Higher education in France was reshaped by the student revolts of May 1968. During the 1960s, French public universities responded to a massive explosion in the number of students by stuffing approximately one-third of their students into hastily developed campus annexes which lacked decent amenities, resident professors, academic traditions, or the dignity of university status. With so many students ripe for radicalization after being forced to study in such miserable conditions, change was necessary and inevitable. Rather than expand already-overwhelmed parent campuses, it was decided to split off the annexes as new universities.
As a result, French higher education, compared with other countries, is small in size with a multiplicity of establishments, each specialised in a more-or-less broad spectrum of areas. A middle-sized French city, such as Grenoble or Nancy, may have 2 or 3 universities as well as a number of other establishments specialised in higher education. In Paris and its suburbs, there are currently 11 universities, none of which is specialised in one area or another, plus many smaller institutions that are highly specialised. It is not uncommon for graduate teaching programmes to be operated in common by several institutions, allowing the institutions to present a larger variety of courses.

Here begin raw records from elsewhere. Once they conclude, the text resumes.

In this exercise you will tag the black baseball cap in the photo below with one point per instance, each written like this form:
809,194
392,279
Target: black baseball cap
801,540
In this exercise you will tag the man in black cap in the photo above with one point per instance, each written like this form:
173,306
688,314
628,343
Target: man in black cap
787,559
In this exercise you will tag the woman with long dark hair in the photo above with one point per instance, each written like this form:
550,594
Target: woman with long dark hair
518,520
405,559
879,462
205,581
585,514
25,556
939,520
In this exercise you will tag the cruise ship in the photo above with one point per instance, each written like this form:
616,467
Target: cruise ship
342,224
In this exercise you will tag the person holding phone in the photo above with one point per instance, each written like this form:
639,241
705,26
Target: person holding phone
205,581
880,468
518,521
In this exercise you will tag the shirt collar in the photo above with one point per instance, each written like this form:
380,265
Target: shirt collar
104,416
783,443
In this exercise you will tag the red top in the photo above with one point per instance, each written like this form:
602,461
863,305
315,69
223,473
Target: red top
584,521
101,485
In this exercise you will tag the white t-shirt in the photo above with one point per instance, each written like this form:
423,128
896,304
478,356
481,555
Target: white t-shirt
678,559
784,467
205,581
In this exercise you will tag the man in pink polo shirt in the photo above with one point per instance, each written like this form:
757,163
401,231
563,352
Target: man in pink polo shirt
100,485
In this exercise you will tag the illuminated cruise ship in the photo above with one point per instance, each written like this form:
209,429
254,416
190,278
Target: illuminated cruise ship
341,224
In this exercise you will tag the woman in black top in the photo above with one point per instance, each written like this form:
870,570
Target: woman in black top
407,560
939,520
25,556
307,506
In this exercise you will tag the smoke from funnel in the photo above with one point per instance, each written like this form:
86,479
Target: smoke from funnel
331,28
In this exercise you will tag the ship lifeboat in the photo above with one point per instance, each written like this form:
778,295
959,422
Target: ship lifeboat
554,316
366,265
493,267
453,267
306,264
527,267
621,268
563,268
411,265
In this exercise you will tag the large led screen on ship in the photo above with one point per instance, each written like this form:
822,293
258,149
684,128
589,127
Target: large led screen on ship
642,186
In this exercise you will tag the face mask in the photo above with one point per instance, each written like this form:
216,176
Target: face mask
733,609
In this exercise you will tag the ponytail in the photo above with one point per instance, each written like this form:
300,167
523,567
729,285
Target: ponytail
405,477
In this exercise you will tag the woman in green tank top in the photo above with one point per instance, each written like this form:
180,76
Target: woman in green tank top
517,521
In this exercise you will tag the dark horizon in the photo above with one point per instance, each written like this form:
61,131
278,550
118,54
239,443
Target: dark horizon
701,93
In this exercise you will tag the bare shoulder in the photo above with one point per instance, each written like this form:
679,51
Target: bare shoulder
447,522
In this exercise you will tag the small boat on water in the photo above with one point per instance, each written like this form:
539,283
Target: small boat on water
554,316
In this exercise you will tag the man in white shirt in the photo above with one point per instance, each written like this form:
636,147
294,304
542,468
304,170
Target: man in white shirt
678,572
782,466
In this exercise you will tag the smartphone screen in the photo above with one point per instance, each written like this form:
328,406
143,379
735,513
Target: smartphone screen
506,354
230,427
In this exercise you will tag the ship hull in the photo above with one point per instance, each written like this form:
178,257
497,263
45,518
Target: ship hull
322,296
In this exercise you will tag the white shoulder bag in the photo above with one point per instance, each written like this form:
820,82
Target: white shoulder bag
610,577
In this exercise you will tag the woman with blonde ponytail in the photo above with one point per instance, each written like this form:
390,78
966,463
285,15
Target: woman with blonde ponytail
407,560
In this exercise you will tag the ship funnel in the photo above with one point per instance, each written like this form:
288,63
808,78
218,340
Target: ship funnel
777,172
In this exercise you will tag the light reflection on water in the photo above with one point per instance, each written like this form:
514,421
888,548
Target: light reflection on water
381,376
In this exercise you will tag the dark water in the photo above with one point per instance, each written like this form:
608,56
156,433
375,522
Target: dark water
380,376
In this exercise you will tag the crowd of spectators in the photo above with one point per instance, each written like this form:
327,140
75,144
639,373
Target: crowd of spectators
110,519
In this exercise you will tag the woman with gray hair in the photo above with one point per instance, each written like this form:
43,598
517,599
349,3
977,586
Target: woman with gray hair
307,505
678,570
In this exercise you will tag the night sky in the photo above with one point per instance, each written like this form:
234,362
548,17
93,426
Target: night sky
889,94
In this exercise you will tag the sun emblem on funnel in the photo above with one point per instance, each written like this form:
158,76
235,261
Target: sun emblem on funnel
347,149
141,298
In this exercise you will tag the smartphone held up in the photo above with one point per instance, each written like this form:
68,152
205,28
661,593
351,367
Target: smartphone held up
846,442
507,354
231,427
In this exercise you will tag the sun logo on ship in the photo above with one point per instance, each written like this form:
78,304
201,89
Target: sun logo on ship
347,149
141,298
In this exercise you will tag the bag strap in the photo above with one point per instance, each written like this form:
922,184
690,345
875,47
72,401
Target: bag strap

In engineering schools and the professional degrees of universities, a large share of the teaching staff is often made up of non-permanent professors; instead, part-time professors are hired to teach one specific subject. Part-time professors are generally hired from neighbouring universities, research institutes or industries.
Another original feature of the French higher education system is that a large share of the scientific research is carried out by research establishments such as CNRS or INSERM, which are not formally part of the universities. However, in most cases, the research units of those establishments are located inside universities and jointly operated by the research establishment and the university.
In 2021, 1.65 million students are enrolled in French higher education institutions.